日経ビジネス2013.6.24

 ひさびさの雑誌レビュー。特集が”農協支配の終焉”ということで『のうりん』シリーズのような強烈な話かと期待して読みました。パロディまみれ品のかけらも無いライトノベルの後追い特集ということで。
 …。内容が無い。農協に絞るなり品目を米や野菜などどれかに絞るということも無くテーマがバラバラでこんな問題、あんな問題があります。こんな組織もありますという紹介記事だらけ。最も参考になるのがJA全中会長さんのインタビューだったり。質問が利潤追求の方向に偏っているような気もしますけど、現組織を維持するという責任を負った彼の立場がよく分かる内容です。まとめ方はポジショントークそのものという記事になっているような。

『のうりん6』を読んでいたら281ページの

日本の農業人口は二十六万人(注)。平均年齢は六十六歳。

普通の企業なら定年退職している年齢だ。

二十六万人(注)のおじいちゃんおばあちゃんが、先祖伝来の田んぼや畑だけは残そうと、都会に出て行った子供の家族に米や野菜を届けてあげようと、ほとんど使命感だけで農業を続けている。

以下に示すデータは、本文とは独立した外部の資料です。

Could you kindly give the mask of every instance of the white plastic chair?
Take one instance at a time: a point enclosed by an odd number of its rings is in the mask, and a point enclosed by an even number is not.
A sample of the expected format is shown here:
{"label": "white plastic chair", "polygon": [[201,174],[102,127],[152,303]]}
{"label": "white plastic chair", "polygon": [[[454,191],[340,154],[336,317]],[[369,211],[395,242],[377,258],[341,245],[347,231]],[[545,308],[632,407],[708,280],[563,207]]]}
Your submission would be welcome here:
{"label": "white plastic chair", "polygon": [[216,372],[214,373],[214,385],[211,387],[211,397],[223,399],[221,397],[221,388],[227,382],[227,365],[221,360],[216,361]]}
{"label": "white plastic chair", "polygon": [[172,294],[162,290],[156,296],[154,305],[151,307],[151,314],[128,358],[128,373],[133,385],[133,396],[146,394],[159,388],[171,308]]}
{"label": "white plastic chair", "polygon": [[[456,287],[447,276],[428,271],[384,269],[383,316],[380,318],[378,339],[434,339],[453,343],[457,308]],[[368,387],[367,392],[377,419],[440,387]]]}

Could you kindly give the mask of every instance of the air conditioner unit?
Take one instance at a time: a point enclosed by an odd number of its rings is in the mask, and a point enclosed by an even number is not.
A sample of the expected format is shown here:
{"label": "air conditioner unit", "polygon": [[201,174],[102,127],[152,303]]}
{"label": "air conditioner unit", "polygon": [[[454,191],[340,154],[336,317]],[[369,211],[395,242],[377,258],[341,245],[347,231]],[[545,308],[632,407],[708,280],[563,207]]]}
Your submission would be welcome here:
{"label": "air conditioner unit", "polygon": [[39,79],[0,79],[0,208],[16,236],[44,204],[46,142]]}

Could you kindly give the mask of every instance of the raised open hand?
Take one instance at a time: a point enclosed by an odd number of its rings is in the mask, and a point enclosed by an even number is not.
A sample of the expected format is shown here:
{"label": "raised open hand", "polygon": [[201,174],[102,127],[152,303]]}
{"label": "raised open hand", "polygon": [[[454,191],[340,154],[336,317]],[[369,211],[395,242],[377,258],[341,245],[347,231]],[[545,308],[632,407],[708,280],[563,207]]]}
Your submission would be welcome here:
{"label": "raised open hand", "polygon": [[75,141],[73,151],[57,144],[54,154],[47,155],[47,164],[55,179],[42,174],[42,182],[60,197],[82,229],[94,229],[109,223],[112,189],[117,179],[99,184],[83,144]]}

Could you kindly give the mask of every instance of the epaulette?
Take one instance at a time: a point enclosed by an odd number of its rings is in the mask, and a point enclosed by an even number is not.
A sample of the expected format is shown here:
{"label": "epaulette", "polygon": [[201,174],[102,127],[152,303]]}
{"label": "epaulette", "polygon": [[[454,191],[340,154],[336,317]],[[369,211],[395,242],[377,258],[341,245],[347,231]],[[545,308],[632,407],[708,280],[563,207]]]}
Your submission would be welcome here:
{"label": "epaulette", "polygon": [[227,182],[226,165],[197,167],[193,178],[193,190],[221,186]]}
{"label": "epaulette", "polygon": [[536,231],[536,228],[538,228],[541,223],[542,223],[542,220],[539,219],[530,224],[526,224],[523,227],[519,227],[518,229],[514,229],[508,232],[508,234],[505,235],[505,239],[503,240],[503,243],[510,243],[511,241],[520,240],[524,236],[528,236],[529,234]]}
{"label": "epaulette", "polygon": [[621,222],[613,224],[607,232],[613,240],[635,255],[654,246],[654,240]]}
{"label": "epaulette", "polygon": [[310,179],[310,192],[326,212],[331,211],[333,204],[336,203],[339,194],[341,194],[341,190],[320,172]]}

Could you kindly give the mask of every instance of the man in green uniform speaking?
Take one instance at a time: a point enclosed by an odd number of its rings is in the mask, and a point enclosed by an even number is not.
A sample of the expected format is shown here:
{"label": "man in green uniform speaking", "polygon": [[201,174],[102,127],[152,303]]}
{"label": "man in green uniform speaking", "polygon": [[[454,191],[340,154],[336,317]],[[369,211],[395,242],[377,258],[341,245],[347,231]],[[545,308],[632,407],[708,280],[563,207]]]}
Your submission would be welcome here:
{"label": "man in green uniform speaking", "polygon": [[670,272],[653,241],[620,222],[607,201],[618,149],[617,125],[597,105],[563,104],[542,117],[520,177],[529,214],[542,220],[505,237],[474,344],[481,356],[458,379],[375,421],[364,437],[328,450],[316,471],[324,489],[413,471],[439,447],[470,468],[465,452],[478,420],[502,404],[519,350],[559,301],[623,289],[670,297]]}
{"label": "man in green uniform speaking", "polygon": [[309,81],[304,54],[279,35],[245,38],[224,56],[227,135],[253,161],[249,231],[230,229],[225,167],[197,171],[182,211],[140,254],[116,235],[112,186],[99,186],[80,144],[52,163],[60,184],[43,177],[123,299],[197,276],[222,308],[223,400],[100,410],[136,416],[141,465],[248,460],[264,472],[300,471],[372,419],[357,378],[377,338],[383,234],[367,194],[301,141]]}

(注)統計上正しくは平成23年は 260万人農林水産基本データ集(http://www.maff.go.jp/j/tokei/sihyo/)より、もう片方の平均年令は正しく平成23年は 65.9歳、同データ集より。
 こんなフィクション作品の表現の方が手厳しいかと思います。TPPやアマゾンの参入といった外的要因も問題かもしれませんが、それ以前に現状維持が自滅への道と繋がっていないかという検証はどこへ?
 私は儲かる農業への転換をして利益が上がれば農家が満足して存続できるというわけでは無いと思うのですけど、この点については農協サイドの主張に繋がる(と判断された)ためか触れていません。
 残念ながら、農業だけでは無く家電など他の産業も同じような衰退を見せている現状でどこか他人事な特集記事でした。大手出版社には関係ない?出版業界は成長産業なのでしょうか。利潤追求でこんな特集を組んだのだろうか?疑問だけが残る号でした。